Let me just say a few things. Music and art. They go together. One inspires the other, and vice versa. Both are wordless languages, understood throughout the world. What first brought my attention to this undeniable link between image and sound was Walt Disney's Fantasia. See, my dad is a band teacher. Music runs in my family. So it's really no surprise that as kids, for my two sisters and me, Fantasia wasn't just a movie. It was an experience.

 As a child I had no idea they were slightly racist mushrooms.

Scared. The. Crap out of me.


As a child, I loved it for all the imagery, all the colors. "Ooh fishies!" "Look, pegasus!" "What are those half-horse half-people?" And thus I was introduced to art (and mythology, incidentally.) For the record, the Dinosaurs scared the crap out of me, as did the demons in "Night on Bald Mountain." But overall, I loved it. I didn't care that there weren't words, because the picture didn't need any (in fact I usually fast-forwarded through the parts that did have words.)

My first introduction since Greek mythology. Now I suddenly want to draw some.

Faeries :) Still one of my favorite portions of Fantasia


As I grew older, I came to appreciate, rather than just enjoy, the imagery and the animation. I even grew to appreciate those terrifying demon things and the scary bat guy. But seriously. This movie was made in 1940. Guys, that was before basic synthetic rubber and the microwave were invented. This was all done by hand, cell by cell, background painted and animation done one frame at a time. WRAP YOUR HEAD AROUND THAT. Seriously, artists back then were impressive. Not that artists today aren't. But it's really crazy to think what people did before computers.

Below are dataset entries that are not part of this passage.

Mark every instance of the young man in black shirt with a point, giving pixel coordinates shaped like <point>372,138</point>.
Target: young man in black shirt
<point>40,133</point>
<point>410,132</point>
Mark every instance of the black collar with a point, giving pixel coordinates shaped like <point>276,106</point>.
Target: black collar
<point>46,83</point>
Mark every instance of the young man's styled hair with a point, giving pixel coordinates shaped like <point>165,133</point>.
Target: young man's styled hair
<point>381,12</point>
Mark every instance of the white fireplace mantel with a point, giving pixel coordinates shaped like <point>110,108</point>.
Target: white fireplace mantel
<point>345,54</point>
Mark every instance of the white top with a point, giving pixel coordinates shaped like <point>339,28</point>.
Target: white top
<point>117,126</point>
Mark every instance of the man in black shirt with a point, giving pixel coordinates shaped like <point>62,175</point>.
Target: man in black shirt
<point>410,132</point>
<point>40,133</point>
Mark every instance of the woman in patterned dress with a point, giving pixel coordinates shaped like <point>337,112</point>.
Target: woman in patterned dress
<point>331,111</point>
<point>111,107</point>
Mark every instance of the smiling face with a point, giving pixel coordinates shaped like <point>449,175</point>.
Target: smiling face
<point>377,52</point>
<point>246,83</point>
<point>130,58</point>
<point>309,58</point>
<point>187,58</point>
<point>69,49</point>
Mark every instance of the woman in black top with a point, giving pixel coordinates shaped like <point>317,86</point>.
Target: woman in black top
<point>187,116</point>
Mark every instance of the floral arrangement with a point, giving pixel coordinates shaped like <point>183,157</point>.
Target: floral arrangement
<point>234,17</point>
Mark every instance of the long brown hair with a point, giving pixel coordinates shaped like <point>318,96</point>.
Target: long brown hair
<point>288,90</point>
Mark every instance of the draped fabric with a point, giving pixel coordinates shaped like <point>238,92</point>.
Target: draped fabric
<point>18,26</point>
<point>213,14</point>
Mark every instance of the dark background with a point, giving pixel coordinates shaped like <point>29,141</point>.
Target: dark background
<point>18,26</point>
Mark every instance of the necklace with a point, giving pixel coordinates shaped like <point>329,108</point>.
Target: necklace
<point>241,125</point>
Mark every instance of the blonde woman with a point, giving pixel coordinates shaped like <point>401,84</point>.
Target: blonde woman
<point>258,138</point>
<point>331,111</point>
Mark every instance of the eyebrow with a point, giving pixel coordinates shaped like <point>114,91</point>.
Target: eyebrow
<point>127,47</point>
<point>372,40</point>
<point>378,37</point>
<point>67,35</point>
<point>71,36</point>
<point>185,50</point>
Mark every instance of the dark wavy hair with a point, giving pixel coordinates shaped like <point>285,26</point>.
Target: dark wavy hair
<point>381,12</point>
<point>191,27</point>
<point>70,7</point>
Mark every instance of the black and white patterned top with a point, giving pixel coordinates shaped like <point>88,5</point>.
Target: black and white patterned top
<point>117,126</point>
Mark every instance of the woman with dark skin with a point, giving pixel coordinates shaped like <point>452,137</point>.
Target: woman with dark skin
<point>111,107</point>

Not only did I appreciate the animation, I was inspired by it. I cannot tell you how many pegasus, centaurs, and fauns I doodled after I'd seen this movie. I literally scribbled them on everything. So, from an early beginning, and probably because of this movie, I was connected with mythology. I was connected with the idea of music and art inspiring, shaping, and forming one another. Even today, I find most of my best art inspired by music, or done while listening to music (Sigur Ros is my personal favorite because of their ethereal quality and its lack of comprehensible lyrics.)

So if ever you're in need of some inspiration, look to art, look to music, or look to Fantasia which has got both areas covered.